To: Tenchusatsu who wrote (225609)2/8/2007 9:50:08 PM
From: fastpathguruRead Replies (1) | Respond to of 275872
 
Nope, actually you're the one who got a lot of things backwards.

First of all, 1S systems are more sensitive to latency than 4S systems. In 4S systems, it's all about the bandwidth. Opteron achieves it by virtually combining the bandwidth of all four memory controllers via HyperTransport.


Undisputed. I think you'll find that the more threaded an application is, the smaller the performance gap between AMD and Intel. Intel shines brightest when its big cache can be dedicated to a single thread, while AMD likes it when the pressure is on main memory.

Xeon does it by relying on the north bridge to provide the bandwidth. Neither approach is really superior as long as the bandwidth is available. [emphasis mine] (Power, on the other hand, is a different story.)
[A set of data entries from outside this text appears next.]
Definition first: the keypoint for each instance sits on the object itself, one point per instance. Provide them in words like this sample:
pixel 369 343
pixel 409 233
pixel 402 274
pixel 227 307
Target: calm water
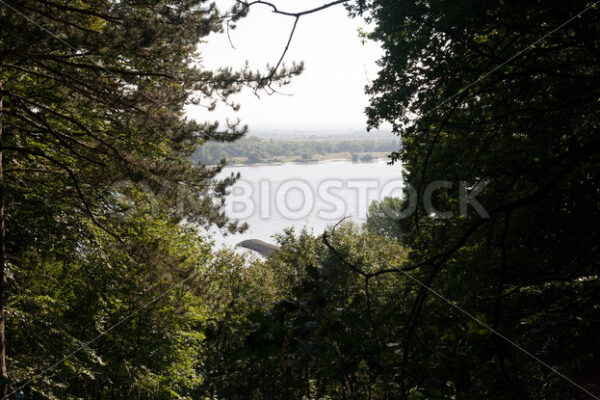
pixel 272 197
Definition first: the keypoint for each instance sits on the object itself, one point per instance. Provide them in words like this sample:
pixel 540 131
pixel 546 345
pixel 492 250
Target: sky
pixel 338 65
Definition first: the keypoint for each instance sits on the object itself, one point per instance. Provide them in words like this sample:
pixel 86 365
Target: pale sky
pixel 338 65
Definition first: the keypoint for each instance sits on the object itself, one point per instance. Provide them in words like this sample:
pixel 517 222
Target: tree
pixel 91 109
pixel 502 95
pixel 383 217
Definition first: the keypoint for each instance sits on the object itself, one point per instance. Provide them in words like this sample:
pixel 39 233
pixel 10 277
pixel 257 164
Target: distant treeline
pixel 254 150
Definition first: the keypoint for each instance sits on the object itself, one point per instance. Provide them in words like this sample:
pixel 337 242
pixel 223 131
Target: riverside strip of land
pixel 253 150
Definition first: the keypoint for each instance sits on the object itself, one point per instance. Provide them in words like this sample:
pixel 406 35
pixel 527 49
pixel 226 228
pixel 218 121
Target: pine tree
pixel 92 97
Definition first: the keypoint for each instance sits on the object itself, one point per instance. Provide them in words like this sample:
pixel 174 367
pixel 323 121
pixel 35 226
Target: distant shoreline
pixel 323 158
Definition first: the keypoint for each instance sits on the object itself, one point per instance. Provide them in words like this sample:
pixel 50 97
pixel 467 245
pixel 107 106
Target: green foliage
pixel 528 130
pixel 257 150
pixel 383 217
pixel 101 195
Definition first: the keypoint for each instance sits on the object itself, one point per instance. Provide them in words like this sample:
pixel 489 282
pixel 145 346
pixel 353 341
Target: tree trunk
pixel 4 374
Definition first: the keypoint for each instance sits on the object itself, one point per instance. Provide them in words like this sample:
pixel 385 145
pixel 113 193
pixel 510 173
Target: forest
pixel 252 150
pixel 109 291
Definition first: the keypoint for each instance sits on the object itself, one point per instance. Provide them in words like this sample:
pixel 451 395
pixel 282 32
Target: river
pixel 312 195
Sure, in theory. Is there a 4xFSB, 8xDDR2 channel chipset for Intel, and if so, what's the cost? Please don't make me go through the argument about how AMD's solution scales better, esp. at the 4S level... It's not theory but actual product that's been out for 4 years now.

Secondly, AMD needs to make its L3 a victim cache because the size of it is "merely" 2MB. That's the same as the sum of the L2 caches, so it's obvious that a traditional L3 cache would have been useless. In other words, the necessity of the victim cache approach is driven by AMD's inability to match Intel's manufacturing strength.

Why are you harping on a victim cache architecture? I didn't promote it as something extra-special. Its just a way to get a lot of bang out of the cache "buck". No doubt, Intel has done a great job at more than making up for their memory latency deficit with large/compact/fast caches, prefetch, and reordering. IMHO, AMD will do nicely with all of the above (maybe not such huge caches) PLUS lower latency.

And third, it's not Intel who needs to catch AMD at the moment. It's AMD who needs to catch up to Intel. Don't count your chickens before they are hatched.

Undisputed. No one is disputing that Intel's core has finally accumulated enough advanced and/or brute-force technology to beat AMD's 4 year old core in the cases where it's platform advantages aren't leveraged. Please forgive me for not being awestruck that a company with 10x the workforce and cash is capable of doing so... It will be a far more impressive feat for me if/when little AMD's Barcelona manages to cut Intel's moment of glory short.